つまり、口の状態はそのまま全身の健康と生存に直結しているのです。
それにもかかわらず、在宅医療の現場では、歯科が十分に関われていないケースが少なくありませんでした。
「もう歯医者には行けないから仕方ない」
「入れ歯は我慢するしかない」
そんな言葉を、私たちは何度も耳にしてきました。
私たちはその現状を変えたいと思っています。
通えなくなったら終わり、ではなく、通えなくなってからこそ歯科の出番がある。
それが、たのしみ歯科の原点です。
「食べたい」を、チームで支える
たのしみ歯科では、訪問診療の際に、単に歯や入れ歯を見るだけではありません。
必要に応じて嚥下内視鏡(VE)を用い、飲み込みの状態を評価します。
管理栄養士と連携して、食事形態や栄養状態を検討します。
医師や看護師と情報を共有し、全身状態を踏まえて方針を決めます。
たとえば、胃ろうを造設された方でも、口から少しずつ食べられるケースは少なくありません。

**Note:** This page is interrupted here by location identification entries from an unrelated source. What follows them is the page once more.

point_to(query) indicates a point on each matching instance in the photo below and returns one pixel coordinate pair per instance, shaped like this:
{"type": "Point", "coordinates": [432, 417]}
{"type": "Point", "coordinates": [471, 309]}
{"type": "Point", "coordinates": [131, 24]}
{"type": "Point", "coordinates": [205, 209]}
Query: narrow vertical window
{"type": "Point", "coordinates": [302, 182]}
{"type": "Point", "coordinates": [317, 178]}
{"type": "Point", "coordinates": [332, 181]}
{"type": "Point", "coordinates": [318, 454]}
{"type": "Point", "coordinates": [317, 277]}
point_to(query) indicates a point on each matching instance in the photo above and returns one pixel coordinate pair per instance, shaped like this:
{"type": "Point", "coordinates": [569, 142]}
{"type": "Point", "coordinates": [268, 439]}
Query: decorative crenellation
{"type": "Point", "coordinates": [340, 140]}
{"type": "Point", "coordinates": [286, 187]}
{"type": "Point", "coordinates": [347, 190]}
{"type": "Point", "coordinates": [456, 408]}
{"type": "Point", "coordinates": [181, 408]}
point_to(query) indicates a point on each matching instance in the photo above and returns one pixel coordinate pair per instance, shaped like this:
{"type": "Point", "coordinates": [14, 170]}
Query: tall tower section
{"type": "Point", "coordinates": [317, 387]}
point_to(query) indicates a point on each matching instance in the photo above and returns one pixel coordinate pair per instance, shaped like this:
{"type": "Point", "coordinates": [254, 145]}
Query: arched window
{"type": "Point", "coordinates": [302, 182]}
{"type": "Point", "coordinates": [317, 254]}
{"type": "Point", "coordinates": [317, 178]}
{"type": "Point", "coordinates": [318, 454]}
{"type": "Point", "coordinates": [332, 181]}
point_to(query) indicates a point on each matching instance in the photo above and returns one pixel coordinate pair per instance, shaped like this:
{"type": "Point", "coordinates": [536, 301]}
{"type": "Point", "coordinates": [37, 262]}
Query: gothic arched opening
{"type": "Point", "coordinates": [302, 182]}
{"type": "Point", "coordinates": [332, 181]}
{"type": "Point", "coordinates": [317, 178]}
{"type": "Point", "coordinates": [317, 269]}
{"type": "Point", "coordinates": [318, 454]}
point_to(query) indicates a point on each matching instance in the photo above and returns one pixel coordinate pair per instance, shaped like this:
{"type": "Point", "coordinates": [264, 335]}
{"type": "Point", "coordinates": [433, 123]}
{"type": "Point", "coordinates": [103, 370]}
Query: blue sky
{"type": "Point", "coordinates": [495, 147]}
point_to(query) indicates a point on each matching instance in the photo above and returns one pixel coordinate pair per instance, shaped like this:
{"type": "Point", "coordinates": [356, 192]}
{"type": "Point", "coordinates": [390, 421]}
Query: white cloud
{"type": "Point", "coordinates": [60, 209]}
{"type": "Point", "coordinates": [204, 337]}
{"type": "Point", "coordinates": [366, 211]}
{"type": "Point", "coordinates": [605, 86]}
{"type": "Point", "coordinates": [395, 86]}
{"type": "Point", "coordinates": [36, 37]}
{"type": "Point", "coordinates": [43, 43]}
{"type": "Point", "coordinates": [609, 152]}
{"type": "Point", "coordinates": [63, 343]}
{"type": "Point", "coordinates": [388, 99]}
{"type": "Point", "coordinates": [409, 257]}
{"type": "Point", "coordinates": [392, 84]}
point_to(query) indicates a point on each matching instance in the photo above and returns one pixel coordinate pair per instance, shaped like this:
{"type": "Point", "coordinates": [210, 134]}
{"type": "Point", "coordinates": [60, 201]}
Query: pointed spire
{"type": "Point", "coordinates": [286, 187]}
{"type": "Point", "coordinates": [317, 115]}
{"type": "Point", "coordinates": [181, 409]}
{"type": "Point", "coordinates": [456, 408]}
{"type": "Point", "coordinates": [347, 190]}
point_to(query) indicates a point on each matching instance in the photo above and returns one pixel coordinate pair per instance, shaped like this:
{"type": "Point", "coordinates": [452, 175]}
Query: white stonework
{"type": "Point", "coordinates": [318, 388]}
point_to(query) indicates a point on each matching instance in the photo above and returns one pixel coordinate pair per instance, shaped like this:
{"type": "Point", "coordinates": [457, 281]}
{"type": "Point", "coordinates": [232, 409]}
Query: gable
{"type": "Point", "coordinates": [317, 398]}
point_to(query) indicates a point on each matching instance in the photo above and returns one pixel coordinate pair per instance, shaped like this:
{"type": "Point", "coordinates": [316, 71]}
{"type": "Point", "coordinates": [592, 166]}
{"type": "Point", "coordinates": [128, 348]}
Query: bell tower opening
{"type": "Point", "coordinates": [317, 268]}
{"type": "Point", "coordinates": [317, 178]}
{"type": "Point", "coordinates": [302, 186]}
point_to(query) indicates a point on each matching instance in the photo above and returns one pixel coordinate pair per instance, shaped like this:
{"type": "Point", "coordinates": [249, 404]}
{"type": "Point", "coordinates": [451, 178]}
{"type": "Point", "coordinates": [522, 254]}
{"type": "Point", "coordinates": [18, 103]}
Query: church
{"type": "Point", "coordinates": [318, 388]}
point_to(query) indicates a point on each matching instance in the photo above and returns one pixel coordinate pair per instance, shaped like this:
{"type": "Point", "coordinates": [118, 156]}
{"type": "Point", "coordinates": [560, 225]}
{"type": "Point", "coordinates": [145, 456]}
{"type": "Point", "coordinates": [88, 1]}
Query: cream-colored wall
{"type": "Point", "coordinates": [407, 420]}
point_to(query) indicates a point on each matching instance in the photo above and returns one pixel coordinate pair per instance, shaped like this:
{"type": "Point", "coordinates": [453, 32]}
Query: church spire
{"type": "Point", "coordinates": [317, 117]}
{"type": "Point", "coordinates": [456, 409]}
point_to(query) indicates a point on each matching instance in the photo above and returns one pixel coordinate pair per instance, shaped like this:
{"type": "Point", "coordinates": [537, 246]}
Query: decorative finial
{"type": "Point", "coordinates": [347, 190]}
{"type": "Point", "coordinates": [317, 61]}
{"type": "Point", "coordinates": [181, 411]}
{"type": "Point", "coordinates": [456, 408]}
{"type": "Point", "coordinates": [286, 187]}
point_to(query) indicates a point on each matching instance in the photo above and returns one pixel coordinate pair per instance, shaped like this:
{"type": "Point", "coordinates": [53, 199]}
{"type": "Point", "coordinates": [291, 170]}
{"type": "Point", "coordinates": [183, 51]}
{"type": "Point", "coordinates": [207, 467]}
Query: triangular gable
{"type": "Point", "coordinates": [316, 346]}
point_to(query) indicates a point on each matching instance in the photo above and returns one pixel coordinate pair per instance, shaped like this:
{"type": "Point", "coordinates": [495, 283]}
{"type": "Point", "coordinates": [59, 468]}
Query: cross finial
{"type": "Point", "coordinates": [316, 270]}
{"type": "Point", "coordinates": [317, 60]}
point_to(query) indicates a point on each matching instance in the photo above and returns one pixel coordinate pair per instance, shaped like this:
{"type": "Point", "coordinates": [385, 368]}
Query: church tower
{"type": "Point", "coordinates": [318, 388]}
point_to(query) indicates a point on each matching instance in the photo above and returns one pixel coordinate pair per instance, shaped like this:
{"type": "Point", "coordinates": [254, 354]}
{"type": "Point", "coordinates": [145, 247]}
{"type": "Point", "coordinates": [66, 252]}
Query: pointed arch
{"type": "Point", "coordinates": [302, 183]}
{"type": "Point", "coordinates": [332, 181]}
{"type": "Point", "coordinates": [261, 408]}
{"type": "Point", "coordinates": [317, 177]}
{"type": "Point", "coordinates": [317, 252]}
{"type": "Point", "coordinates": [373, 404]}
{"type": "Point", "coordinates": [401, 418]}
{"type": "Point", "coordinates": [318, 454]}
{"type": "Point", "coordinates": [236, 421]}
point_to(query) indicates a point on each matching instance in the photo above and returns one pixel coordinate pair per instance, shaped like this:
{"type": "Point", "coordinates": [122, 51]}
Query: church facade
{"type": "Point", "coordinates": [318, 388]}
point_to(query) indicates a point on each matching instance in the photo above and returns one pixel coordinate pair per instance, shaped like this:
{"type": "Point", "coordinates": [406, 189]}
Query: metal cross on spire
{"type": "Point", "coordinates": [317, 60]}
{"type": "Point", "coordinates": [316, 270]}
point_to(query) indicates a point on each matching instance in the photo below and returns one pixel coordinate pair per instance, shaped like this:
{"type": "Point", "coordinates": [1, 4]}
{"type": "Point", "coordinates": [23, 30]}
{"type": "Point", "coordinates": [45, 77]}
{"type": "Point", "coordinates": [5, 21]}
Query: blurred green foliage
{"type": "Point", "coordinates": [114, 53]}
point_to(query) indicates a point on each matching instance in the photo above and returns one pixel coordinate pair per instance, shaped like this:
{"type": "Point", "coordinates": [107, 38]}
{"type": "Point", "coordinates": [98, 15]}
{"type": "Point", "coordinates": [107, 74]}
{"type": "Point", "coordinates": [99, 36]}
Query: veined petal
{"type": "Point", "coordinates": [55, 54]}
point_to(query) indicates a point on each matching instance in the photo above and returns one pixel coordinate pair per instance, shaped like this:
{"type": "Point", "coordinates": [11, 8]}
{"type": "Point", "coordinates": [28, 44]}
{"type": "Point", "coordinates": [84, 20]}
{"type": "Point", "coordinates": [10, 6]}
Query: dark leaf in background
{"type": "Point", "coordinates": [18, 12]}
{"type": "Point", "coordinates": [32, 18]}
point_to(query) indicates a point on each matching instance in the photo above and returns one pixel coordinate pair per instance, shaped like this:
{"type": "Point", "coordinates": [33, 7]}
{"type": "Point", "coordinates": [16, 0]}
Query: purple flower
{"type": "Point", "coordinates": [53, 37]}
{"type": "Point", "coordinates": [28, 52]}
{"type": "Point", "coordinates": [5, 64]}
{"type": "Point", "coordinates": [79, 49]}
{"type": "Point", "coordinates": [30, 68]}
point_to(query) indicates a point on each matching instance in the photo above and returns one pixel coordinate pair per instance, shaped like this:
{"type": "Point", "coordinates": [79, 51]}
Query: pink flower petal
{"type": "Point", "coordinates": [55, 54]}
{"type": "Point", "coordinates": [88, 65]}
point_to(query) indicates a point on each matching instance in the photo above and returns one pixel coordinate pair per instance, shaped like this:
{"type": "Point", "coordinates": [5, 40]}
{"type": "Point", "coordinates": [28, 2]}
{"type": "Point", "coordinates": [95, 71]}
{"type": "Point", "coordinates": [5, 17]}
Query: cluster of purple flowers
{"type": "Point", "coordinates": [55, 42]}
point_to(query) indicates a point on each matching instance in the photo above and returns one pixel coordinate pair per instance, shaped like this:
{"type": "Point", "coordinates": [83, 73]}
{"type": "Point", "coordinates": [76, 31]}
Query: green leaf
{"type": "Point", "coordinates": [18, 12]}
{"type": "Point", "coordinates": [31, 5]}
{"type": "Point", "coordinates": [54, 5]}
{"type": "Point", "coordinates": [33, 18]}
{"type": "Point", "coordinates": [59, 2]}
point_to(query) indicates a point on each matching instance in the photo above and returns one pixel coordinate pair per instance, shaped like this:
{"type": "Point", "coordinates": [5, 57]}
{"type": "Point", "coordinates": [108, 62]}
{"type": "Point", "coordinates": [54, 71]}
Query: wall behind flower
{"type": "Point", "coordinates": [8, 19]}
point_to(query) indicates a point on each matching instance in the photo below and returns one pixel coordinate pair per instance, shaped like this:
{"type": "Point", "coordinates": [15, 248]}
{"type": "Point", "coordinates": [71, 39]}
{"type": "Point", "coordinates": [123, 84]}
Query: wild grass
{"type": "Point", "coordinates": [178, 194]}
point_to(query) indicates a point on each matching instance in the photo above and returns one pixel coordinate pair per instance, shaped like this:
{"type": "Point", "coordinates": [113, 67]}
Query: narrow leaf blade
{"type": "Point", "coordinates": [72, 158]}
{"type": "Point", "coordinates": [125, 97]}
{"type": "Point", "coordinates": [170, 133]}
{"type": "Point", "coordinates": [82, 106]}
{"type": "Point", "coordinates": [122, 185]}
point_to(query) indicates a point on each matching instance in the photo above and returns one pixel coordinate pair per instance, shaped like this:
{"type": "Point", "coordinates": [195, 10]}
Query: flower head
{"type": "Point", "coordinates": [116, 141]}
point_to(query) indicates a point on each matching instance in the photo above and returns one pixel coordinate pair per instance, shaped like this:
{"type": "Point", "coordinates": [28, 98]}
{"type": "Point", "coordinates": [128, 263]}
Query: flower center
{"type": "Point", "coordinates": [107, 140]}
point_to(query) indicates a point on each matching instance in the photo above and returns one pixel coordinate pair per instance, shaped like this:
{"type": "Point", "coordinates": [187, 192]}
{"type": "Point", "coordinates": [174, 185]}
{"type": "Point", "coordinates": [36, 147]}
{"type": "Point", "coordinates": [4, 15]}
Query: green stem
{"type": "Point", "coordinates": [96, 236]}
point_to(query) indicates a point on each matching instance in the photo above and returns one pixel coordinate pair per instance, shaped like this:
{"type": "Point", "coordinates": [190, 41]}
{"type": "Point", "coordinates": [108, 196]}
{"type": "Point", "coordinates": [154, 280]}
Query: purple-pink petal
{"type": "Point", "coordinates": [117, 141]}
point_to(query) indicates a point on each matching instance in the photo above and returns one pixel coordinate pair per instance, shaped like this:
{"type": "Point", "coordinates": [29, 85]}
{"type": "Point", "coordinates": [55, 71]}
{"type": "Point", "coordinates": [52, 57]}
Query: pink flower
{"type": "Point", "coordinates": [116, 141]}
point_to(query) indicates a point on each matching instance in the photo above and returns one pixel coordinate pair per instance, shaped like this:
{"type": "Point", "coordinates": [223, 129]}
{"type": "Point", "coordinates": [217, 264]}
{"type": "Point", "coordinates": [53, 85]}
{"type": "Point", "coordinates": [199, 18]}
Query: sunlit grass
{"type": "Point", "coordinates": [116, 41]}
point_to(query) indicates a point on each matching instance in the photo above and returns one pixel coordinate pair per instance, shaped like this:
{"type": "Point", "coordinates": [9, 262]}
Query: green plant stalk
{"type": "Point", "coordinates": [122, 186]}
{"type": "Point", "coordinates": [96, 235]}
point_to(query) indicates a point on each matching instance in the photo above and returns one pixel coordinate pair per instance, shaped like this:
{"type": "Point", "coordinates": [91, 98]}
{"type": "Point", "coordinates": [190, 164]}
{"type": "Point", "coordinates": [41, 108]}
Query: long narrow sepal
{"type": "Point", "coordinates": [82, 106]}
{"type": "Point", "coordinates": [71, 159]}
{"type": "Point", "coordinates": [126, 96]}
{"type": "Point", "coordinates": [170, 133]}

逆に、無理に食べることで肺炎を繰り返してしまう方もいます。
「食べるか、やめるか」という単純な二択ではなく、
その人にとって、今、どんな食べ方が一番幸せかを、チームで考えていきます。
その中心に「口」があり、「歯科」があります。
地域の「食べる」を守る歯科へ
在宅支援歯科診療所として認定されたことは、ゴールではなくスタートです。
これからは、より一層、地域の医療機関・介護事業所と連携し、
「食べる」「話す」「笑う」といった人間の根幹を支える役割を果たしていきたいと考えています。
高齢になっても、病気があっても、
「最期まで口から食べたい」
その当たり前の願いを、当たり前に支えられる地域でありたい。
たのしみ歯科は、これからも訪問診療を通じて、
ご自宅や施設で暮らす方々の「たのしみ」を、口から支えていきます。